La combinación genera un escenario particularmente complejo: empresas que venden menos, enfrentan mayores costos y tienen dificultades para competir con productos provenientes del exterior.

El resultado, según el análisis, es una presión creciente sobre la rentabilidad que deja a muchas industrias funcionando prácticamente al límite de sus posibilidades.

El primer semestre terminó en rojo

La evolución de la producción tampoco permite observar una recuperación consolidada.

Hasta mayo, la actividad industrial acumulaba una caída del 3,1%. En junio se registró una mejora interanual del 2%, de acuerdo con los datos oficiales, impulsada principalmente por algunos sectores como alimentos y productos químicos.

Sin embargo, esa recuperación puntual no alcanzó para revertir el balance acumulado. El primer semestre cerró con una contracción del 2,2%.

Además, el comportamiento es muy desigual entre ramas industriales. Sectores como maquinaria y equipos, textiles y automotriz continúan mostrando retrocesos importantes, con efectos directos sobre las cadenas de proveedores y el empleo.

Cruce entre Caputo y los industriales

El escenario económico también abrió un nuevo frente de tensión entre el Gobierno y las entidades empresarias.

El ministro de Economía, Luis Caputo, defendió la estrategia de apertura comercial y cuestionó duramente a quienes advierten sobre una crisis industrial. El funcionario sostuvo que la industria había retrocedido alrededor de un 10% entre 2011 y 2023, pese a las políticas de subsidios aplicadas durante ese período.

Sus declaraciones generaron una respuesta inmediata de los representantes industriales.

El presidente de la Unión Industrial Argentina (UIA), Martín Rappallini, consideró que ese tipo de expresiones no contribuyen al diálogo y reclamó discutir las condiciones necesarias para que las empresas argentinas puedan competir.
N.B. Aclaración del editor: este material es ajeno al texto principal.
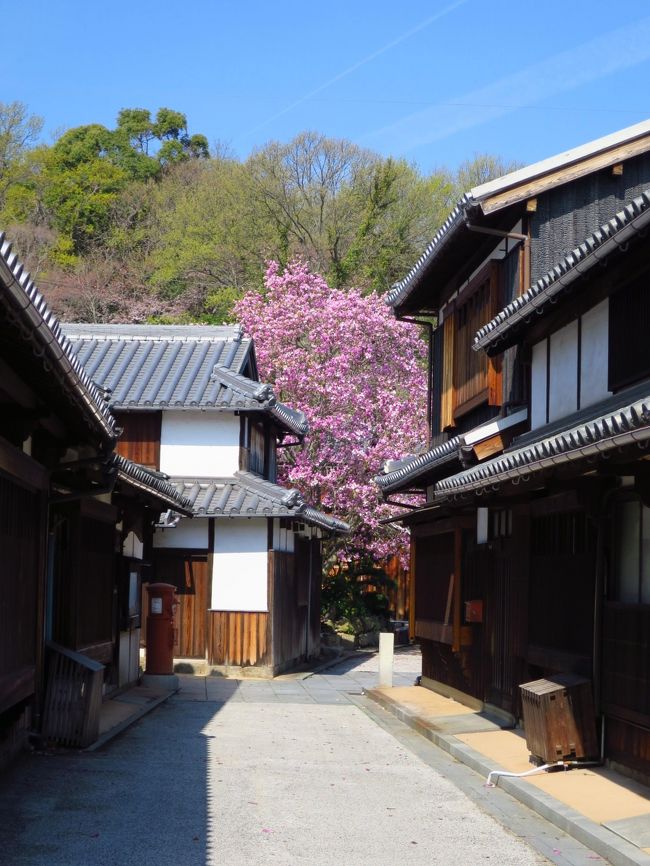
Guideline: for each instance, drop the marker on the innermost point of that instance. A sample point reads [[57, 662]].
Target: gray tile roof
[[27, 308], [153, 483], [415, 467], [458, 449], [247, 495], [614, 235], [600, 435], [470, 204], [150, 367], [239, 392]]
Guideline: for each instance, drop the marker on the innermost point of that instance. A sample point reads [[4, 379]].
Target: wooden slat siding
[[140, 440], [21, 524], [289, 616], [238, 639], [447, 398], [436, 380], [192, 610], [562, 575], [628, 744]]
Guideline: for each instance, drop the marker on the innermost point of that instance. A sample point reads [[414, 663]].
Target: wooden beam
[[18, 465], [458, 558], [538, 185], [494, 445]]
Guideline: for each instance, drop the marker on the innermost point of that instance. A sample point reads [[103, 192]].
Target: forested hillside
[[146, 220]]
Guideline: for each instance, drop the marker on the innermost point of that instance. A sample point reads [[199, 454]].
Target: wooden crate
[[559, 718]]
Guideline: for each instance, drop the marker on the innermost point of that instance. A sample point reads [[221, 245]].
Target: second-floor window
[[470, 378]]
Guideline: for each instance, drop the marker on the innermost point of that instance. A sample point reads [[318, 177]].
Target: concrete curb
[[122, 726], [604, 842]]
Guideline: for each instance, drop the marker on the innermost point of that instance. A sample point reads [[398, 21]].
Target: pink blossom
[[360, 377]]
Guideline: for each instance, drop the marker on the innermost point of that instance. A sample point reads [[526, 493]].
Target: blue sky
[[434, 82]]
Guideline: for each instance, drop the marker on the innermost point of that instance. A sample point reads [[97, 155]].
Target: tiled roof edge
[[45, 329], [613, 234], [602, 434], [402, 289], [134, 473], [413, 468]]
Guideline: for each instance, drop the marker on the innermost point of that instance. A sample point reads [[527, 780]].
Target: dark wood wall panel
[[626, 661], [192, 611], [629, 745], [20, 532]]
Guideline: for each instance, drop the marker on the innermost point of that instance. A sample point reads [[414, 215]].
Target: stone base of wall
[[15, 727]]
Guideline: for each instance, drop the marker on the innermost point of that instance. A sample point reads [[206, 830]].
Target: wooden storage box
[[559, 718]]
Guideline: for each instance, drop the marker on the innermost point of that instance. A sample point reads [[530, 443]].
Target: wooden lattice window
[[629, 324], [470, 378]]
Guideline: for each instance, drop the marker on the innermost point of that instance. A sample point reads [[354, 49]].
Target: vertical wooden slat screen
[[447, 400]]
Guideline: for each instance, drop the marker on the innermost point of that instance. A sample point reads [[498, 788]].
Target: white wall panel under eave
[[240, 565], [563, 372], [199, 444], [594, 354], [188, 533], [538, 386]]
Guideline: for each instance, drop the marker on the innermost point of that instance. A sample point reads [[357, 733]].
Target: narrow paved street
[[255, 772]]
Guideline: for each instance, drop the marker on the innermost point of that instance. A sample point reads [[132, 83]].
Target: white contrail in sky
[[600, 57], [350, 69]]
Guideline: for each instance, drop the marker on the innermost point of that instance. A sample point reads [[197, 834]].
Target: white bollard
[[386, 647]]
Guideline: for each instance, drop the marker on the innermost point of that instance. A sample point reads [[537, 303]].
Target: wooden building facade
[[67, 505], [529, 556], [247, 566]]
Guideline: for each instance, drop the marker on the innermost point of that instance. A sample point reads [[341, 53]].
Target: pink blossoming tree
[[360, 377]]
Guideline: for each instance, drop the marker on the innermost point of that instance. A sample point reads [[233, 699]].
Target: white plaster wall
[[594, 354], [538, 386], [240, 565], [188, 533], [132, 546], [563, 373], [199, 444]]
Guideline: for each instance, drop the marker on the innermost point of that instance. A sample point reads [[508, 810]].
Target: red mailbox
[[160, 628]]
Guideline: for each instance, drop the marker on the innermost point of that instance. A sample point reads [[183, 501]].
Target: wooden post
[[458, 558]]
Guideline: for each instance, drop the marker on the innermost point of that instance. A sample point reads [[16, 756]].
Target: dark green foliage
[[195, 231]]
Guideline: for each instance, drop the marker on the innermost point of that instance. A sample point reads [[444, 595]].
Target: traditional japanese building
[[529, 555], [71, 511], [247, 567]]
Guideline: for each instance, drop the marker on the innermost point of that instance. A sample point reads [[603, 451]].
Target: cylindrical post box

Desde la UIA plantean que el problema no pasa por reclamar protección indiscriminada, sino por corregir los factores que encarecen la producción nacional.

Entre ellos enumeraron la presión tributaria, los costos laborales, la infraestructura, las dificultades para acceder al financiamiento, la competencia desleal y la caída del consumo interno.

«No defendemos privilegios, queremos tener las mismas condiciones para competir», fue el planteo de Rappallini.

Las provincias también reclaman

La discusión trascendió el ámbito de las entidades nacionales. La Federación de Industriales de Santa Fe también cuestionó los agravios contra el sector y reclamó una política económica que contemple la situación de las empresas manufactureras.

El planteo de los industriales apunta a una cuestión central: la apertura comercial puede incrementar la competencia y reducir precios, pero las empresas locales sostienen que necesitan condiciones equivalentes para poder enfrentar esa competencia.

En ese punto aparece uno de los principales dilemas del modelo económico: cómo combinar apertura comercial, estabilidad de precios y competencia con la supervivencia del entramado productivo nacional.

Una industria que pierde empresas y trabajadores

Los números proyectados por I+D configuran un escenario de fuerte preocupación. Si la tendencia se mantiene, Argentina podría terminar 2026 con miles de empresas industriales menos y más de 100.000 trabajadores afectados.

La pérdida no se limita a los puestos directos. Cada cierre fabril impacta sobre proveedores, transportistas, comercios, servicios profesionales y economías regionales que dependen de la actividad industrial.

Mientras el Gobierno sostiene que la apertura y la competencia son necesarias para transformar la estructura productiva, las cámaras industriales advierten que la velocidad del proceso puede dejar fuera del mercado a empresas que no cuentan con herramientas para competir en igualdad de condiciones.

El debate, por lo tanto, ya no se limita a discutir cuánto produce la industria. El interrogante central pasa por cuántas fábricas podrán sobrevivir, cuántos trabajadores conservarán sus empleos y qué estructura productiva tendrá la Argentina al final del proceso de apertura económica.